Unbestrittene und vergessene Leistungen

Das Erreichte zu feiern obliegt eben dem Kanzler, dessen Partei die ersten 25 Jahre der Zweiten Republik und dann zehn weitere Jahre unter dem noch gut erinnerlichen Wolfgang Schüssel und jetzt eben unter Sebastian Kurz den Kanzler stellen konnte. Die Leistungen der ÖVP für das Land sind unbestritten, jene der KPÖ beinahe vergessen, und die anderen Parteien haben keine Wurzeln, die ins Jahr 1945 zurückreichen würden. Dennoch ist das, was dieses Land derzeit darstellt, Ergebnis einer gemeinschaftlichen Leistung, zu der auch Freiheitliche und Grüne beigetragen haben.

Jetzt scheint das alles auf dem Spiel zu stehen, so viel Krisengerede wie heute war in den letzten 75 Jahren nie. Das "neue Kapitel", von dem Kurz spricht, lädt zum Vergleich mit der Situation 1945 ein: Auch damals gab es einen Rekord an Arbeitslosen und an Unternehmen, die vor dem Nichts standen – allerdings stehen Arbeitslose, Kurzarbeitskräfte und Unternehmen heute wesentlich besser da als damals. Weit und breit drohen weder Hunger noch ein Versagen der Infrastruktur. Was tatsächlich droht, ist ein Wohlstandsverlust: Sinkt die heimische Wirtschaftsleistung demnächst auf das Niveau von 2015? Von 2000? Oder geht es noch weiter zurück? Nein, das ist wenig wahrscheinlich – auch da tröstet ein Vergleich: Österreich war 2015, 2000 oder davor kein wirklich armes Land. Das ist ganz gut aufzuholen.

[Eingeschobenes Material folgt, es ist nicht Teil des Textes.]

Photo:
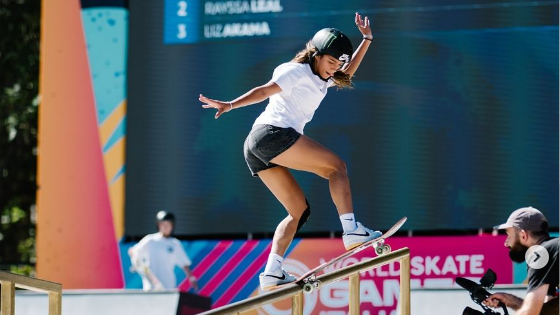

Lernen, richtig zu streiten

Es hat sich ja gezeigt, dass man gemeinschaftlich mit allen Schwierigkeiten fertig wird. Dazu gehört, dass man wieder lernt, richtig zu streiten: nämlich um gute Lösungen und nicht um Personen; um die Zukunft der Republik und nicht um Details aktueller Vorgänge. Es erfordert den Willen aller politischen Kräfte, die wirtschaftliche Gesundung über parteiliche Interessen zu stellen.

Es erfordert auch klare Führung – etwas, was dem derzeitigen Bundeskanzler Kurz ohnehin Spaß macht. Es erfordert aber ebenso kluge Führung: Klug führt, wer andere Meinungen hört, wer das Gute daraus herauszuhören versteht – und umsetzt, was im Sinne des Landes ist. Klug führt, wer den Anteil der anderen nicht schmälert, sondern anerkennt, was Gemeinsamkeit zu leisten imstande ist. Das kann ein schönes neues Kapitel ergeben. (Conrad Seidl, 26.4.2020)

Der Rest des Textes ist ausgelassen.